Ten preparations containing various levels of alpha-foetoprotein have been assayed by eight different laboratories in an international collaborative study of the W.H.O. alpha-foetoprotein standard. Included among the preparations, all of which were analyzed by the radioimmunoassay technique, were normal serum, sera from women before and after delivery, sera from teratoblastoma, alcoholic cirrhosis, and primary liver cancer patients, and amniotic fluid. The study establishes the validity of the W.H.O. standard for specimens with a wide range of AFP titer. Results have lower variability when expressed in comparison with the W.H.O. standard than when compared with the local standard used in each laboratory.
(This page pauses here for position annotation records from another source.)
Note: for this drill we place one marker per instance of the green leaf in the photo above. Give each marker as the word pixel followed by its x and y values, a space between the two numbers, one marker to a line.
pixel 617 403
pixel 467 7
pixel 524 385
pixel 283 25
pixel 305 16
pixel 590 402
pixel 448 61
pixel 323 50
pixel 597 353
Within-laboratory variability was some 2·5 times as great using the local standard but both standards show important differences between laboratories; the worst laboratory had more than 10 times greater within-laboratory variance (of the log concentration) than the best after all assays failing a rigorous test of technical validity had already been removed. Agreement between laboratories was better for preparations with more than 45 international units of alpha-foetoprotein/ml such as sera from women in the second half of gestation. For preparations with very low AFP content, such as normal human sera, only one laboratory was capable of providing dose-response curves parallel to that of the standard. A statistical technique (cubic splines) is discussed which allows useful information to be extracted from poor or oddly shaped assay curves. It is also noted, however, that an experienced laboratory worker is often even more effective in recovering results from bad assays.